Cashing in

By Li Qiaoyi Source:Global Times Published: 2013-12-25 23:28:02

Graphics: GT

The tight liquidity in the country's interbank lending market was eased Tuesday after the central bank's fresh capital injection of 29 billion yuan ($4.78 billion) into the market via seven-day reverse repurchase agreements.

On Wednesday, the benchmark seven-day bond repurchase rate fell to 5.50 percent by close of trading, down from 6.35 percent on Tuesday.

The Shanghai interbank offered rate (Shibor) trended downward as well, with the one-week Shibor falling by 322.7 basis points during the two days to 5.616 percent on Wednesday.

The injection of funds Tuesday came shortly after the central bank's announcement on Friday that it had pumped more than 300 billion yuan into selected lenders through open market operations.

However, the moves to ease the liquidity situation had little impact on yields for wealth management products (WMPs), especially several high-profile fund products that are offered online.

Yu'ebao, a high-profile WMP launched in June by third-party online payment platform Alipay in partnership with Tianhong Asset Management Co, continued its upward trend, with the average annual compound rate of its seven-day return rising to 5.757 percent on Tuesday.

The total investment in Yu'ebao had exceeded 100 billion yuan as of mid-November, Zhang Daosheng, a public relations manager at Alipay, told the Global Times Monday.

As for the estimated rate of yields for WMPs issued by banks, the country's major WMP providers, a slight moderation may be expected, as their demand for cash will fall after they meet the year-end regulatory requirements for reserves, Yin Yanmin, an analyst who specializes in wealth management products at industry website, told the Global Times Tuesday.

"But it won't be a big retreat, and the average yield rates are likely to continue at a high level before the Spring Festival [which falls on January 31, 2014,]" Yin forecast.

WMP boom 

Market watchers attribute the recent rise in WMP yield rates mainly to the tight liquidity in the interbank lending market, which increased banks' thirst for cash. But they also noted that it has helped to boost the cachet of WMPs among a growing number of depositors who are shifting away from banks toward higher-return investments.

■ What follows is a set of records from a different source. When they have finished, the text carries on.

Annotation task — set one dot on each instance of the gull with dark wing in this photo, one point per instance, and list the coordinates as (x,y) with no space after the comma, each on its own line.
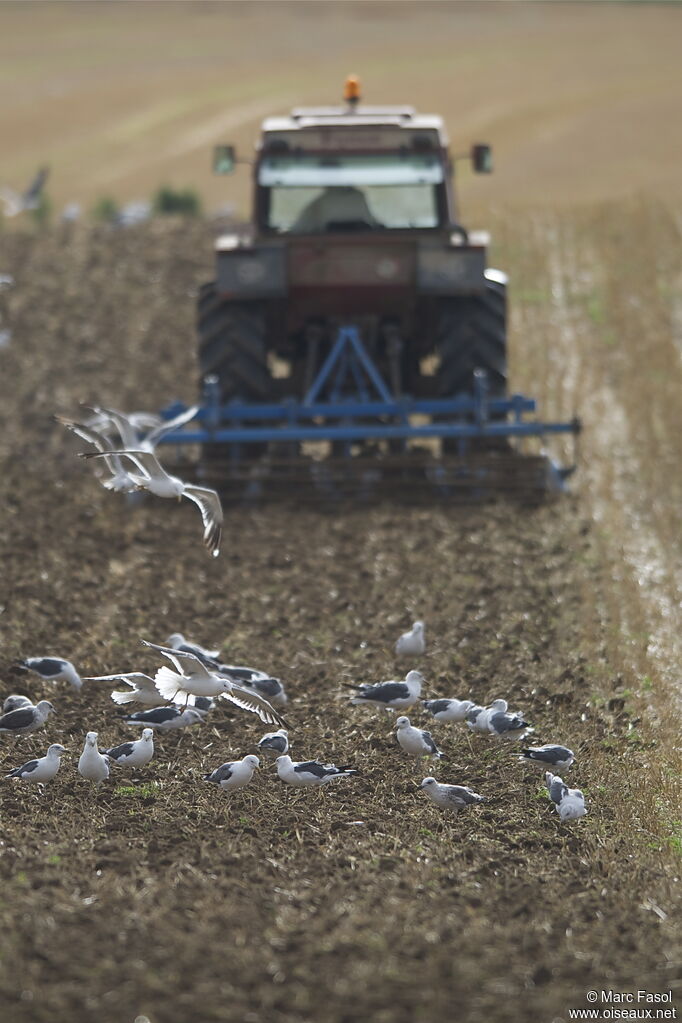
(152,477)
(192,678)
(450,797)
(42,769)
(234,774)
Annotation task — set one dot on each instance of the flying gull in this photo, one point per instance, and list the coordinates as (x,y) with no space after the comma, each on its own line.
(168,718)
(449,710)
(412,643)
(152,477)
(450,797)
(43,769)
(27,719)
(310,771)
(128,427)
(193,678)
(556,757)
(275,743)
(393,696)
(235,773)
(14,701)
(135,754)
(120,480)
(414,741)
(53,669)
(570,803)
(92,765)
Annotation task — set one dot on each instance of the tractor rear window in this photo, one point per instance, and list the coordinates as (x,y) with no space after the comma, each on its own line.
(313,194)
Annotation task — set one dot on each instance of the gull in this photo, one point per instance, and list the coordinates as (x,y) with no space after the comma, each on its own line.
(27,719)
(506,725)
(480,721)
(271,688)
(449,710)
(168,718)
(556,757)
(53,669)
(92,765)
(16,203)
(192,678)
(14,701)
(119,480)
(142,687)
(412,643)
(414,741)
(235,773)
(178,641)
(152,477)
(135,754)
(128,427)
(450,797)
(570,803)
(43,769)
(310,771)
(393,696)
(275,743)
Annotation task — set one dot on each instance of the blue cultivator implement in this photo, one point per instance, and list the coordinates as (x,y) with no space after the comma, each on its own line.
(351,437)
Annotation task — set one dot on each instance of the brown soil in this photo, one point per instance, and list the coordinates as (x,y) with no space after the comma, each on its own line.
(168,899)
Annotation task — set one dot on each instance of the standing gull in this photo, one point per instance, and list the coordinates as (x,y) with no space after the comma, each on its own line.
(43,769)
(275,743)
(192,678)
(412,643)
(168,718)
(393,696)
(450,797)
(14,701)
(235,773)
(26,719)
(555,757)
(570,803)
(152,477)
(310,771)
(92,765)
(449,710)
(415,742)
(135,754)
(142,687)
(53,669)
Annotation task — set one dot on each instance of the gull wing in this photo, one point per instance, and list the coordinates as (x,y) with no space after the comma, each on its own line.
(121,421)
(209,504)
(256,704)
(157,434)
(130,677)
(186,663)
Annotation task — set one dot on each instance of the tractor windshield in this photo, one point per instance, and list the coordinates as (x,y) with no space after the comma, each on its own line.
(310,194)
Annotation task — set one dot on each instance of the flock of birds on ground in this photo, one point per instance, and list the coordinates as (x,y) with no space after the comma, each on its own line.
(197,680)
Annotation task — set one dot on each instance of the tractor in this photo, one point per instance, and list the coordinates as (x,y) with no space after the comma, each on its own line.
(354,328)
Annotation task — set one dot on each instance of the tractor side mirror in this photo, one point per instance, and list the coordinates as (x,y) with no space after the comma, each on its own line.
(224,159)
(482,158)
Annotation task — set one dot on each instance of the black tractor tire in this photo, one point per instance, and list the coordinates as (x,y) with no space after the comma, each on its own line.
(232,346)
(470,335)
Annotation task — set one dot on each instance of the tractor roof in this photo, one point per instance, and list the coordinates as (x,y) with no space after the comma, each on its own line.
(362,127)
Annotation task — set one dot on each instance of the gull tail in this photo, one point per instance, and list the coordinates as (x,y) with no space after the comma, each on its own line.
(169,683)
(120,697)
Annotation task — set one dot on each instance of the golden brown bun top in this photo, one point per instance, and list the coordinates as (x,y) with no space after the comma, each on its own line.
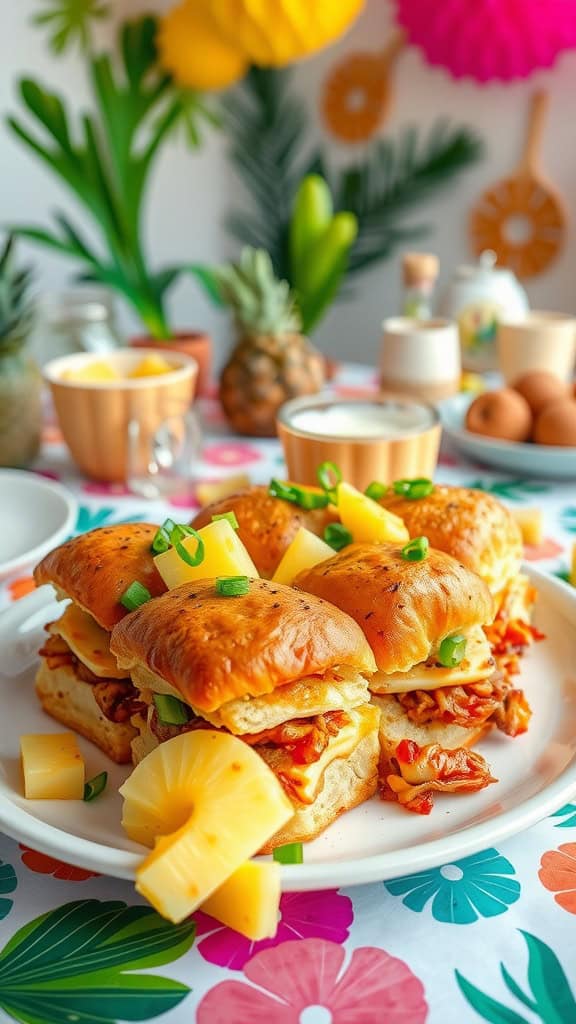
(214,649)
(402,607)
(95,568)
(268,525)
(470,525)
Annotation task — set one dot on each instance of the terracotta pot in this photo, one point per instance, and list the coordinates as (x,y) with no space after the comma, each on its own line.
(195,343)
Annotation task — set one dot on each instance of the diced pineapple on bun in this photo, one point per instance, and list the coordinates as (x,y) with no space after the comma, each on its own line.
(283,671)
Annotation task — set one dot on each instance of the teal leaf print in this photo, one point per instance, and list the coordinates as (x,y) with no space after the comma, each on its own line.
(8,883)
(552,1000)
(568,812)
(513,491)
(461,892)
(568,518)
(91,518)
(72,964)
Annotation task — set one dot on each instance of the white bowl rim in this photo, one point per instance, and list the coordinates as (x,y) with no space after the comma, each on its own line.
(53,370)
(57,536)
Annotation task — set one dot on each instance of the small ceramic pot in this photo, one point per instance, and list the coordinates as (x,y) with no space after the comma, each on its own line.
(420,358)
(540,341)
(369,439)
(94,416)
(198,344)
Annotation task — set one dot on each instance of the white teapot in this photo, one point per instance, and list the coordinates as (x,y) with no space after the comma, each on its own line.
(478,298)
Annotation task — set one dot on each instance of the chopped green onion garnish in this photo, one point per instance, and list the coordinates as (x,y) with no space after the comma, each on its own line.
(134,595)
(337,536)
(292,853)
(298,496)
(452,650)
(170,711)
(416,550)
(375,491)
(420,486)
(329,475)
(233,586)
(94,786)
(198,557)
(230,517)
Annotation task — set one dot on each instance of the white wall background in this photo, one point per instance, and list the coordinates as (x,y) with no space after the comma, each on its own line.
(190,190)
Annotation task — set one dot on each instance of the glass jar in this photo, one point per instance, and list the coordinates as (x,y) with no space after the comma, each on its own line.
(79,320)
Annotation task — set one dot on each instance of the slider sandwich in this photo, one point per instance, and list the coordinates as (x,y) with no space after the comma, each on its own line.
(438,686)
(79,682)
(281,670)
(483,535)
(268,524)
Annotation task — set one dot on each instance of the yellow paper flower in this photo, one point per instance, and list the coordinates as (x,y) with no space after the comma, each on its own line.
(195,52)
(273,33)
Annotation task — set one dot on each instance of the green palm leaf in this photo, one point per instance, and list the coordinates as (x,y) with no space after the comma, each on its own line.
(72,963)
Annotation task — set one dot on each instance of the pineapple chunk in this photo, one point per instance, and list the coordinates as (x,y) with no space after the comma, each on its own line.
(52,766)
(224,554)
(305,550)
(531,524)
(222,800)
(152,366)
(249,901)
(368,521)
(92,373)
(214,491)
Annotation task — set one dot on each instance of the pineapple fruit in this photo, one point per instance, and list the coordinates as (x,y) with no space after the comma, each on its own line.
(207,802)
(272,361)
(19,379)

As of Monday, the country's 148 commercial banks had issued 42,350 WMPs, according to Yin at This compares to 37,943 by the end of November.

The value of WMPs issued by banks is predicted to exceed 10 trillion yuan by the end of 2013, a considerable jump from 7.1 trillion yuan at the end of 2012, according to data from

Smaller banks in particular have been active in launching WMPs, partly because the wealth products can help them compete with bigger banks that have a larger network of branches and higher credit ratings, Jin Lin, a Shanghai-based senior banking analyst with Orient Securities, told the Global Times Monday.

The relatively low return offered by bank deposit rates has become a growing issue for the country's massive number of depositors.

According to data from the central bank, China's household deposits shrank by 896.7 billion yuan during October, the largest monthly decline this year.

"The WMP boom is expected to continue as long as market-based interest rate reform has not been completed," Orient Securities' Jin noted.

In a recent move to push toward the eventual goal of deposit rate liberalization, the central bank announced a new guideline for deposit certificates in the interbank market that took effect on December 9. However, a fully market-based deposit rate regime remains some way off.

When full liberalization of deposit rates is achieved, WMPs will lose their appeal for investors as a wholly market-based interest rate regime will replace the functions of WMPs, Jin said. 

Internet challenge

In a year full of headlines about WMPs, one particularly noteworthy trend has been the rapidly rising popularity of Internet-based WMPs.

"2013 has marked the beginning of Internet finance [in the country]," said Yin of, citing the success of Yu'ebao, which she believes has prompted other Internet giants to join the market.

Search engine giant Baidu Inc made inroads into the online WMP arena with the release of its Baifa product in late October, making it the closest rival to Yu'ebao.

In less than four hours after its debut, Baifa had drawn investment of 1 billion yuan, partly because it claimed to offer an annual yield of up to 8 percent. But Baifa's promotion of an 8 percent yield drew the attention of the authorities.

Shortly after the launch of Baifa, the China Securities Regulatory Commission said it would check the legitimacy of Baifa, and whether it violates rules banning unconditional guarantees of WMP return rates. 

According to a rule released by the China Banking Regulatory Commission that took effect from January 1, 2012, commercial banks were banned from unconditionally promising a rate of return from WMPs that is higher than the deposit rate.

Qi Liumei from Central China's Hunan Province missed the opportunity to join the first wave of investors in Baifa, but she invested 12,000 yuan in it on Monday.

"The money was supposed to be added to my saving account," Qi told the Global Times Tuesday. "But I heard many friends of mine had made profits from investing in Baifa. Why should I still opt for the old-fashioned bank deposits?"

Qi, who is in her mid-20s, said she would continue buying into similar products if the investment proves safe, and if it offers yields of around 8 percent, the maximum return promoted by Baifa.

"The market for Internet-based WMPs with extremely low thresholds and easy operation has considerable growth potential," said Yin.

Meanwhile, banks have been actively developing similar WMPs based on online platforms in response to the challenge posed by Internet firms, she noted. Yin also downplayed the impact of the likes of Yu'ebao and Baifa on WMPs launched by banks.

In order to lure investor interest at an early stage, Internet firms are now offering subsidies in addition to high WMP yields, Yin noted, adding that this cannot be a long-term phenomenon.

Despite market skepticism over just how sustainable the appeal of such Internet-based WMPs will be, Internet firms appear to be eager to expand their activities in the field.

"We will release new products in partnership with other fund companies in the future," Alipay's Zhang told the Global Times, without offering further details.